OpenAI has said that rising UK energy costs were behind the company’s decision to row back on its commitment to build a key data centre in Northeast England.
The company, best known for its ChatGPT large language model, last year announced that it was taking part in Stargate UK, an AI infrastructure partnership with NVIDIA and Nscale to strengthen the UK’s compute capabilities.
According to announcements made at the time, a key part of Stargate UK was plans to build a new data centre at Cobalt Park in North Tyneside, which was expected to form part of a newly designated AI Growth Zone in the North East.
As part of the project, Open AI said it would explore leasing up to 8,000 GPUs in Q1 2026, with the potential to scale up to 31,000 GPUs over time.
However, last week OpenAI emailed a statement to journalists announcing its intention to pause Stargate UK.
“AI compute (the resources used to train AI models) is foundational to that goal [of building the UK’s AI future],” OpenAI said.

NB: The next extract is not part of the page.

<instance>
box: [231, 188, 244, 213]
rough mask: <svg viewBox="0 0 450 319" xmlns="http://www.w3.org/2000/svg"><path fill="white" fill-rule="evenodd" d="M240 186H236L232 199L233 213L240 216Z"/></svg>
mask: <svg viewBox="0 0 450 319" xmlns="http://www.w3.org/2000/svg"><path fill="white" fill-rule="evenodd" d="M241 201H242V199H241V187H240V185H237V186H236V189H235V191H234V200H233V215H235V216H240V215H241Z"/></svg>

“We continue to explore Stargate UK and will move forward when the right conditions such as regulation and the cost of energy enable long-term infrastructure investment.”
Energy costs in the UK are expected to rise in the near term due to the delayed impact of US and Israeli strikes on Iran, which have prompted a wider regional escalation.
The news comes as a blow to the UK government which signed the Stargate UK agreement as part of a wider £31 billion deal with a handful of US based Tech companies to coincide with President Donald Trump’s state visit to the UK last year.
The agreement, designed to deepen collaboration on emerging technologies, including AI, quantum computing and civil nuclear energy, was suspended by Washington officials in December.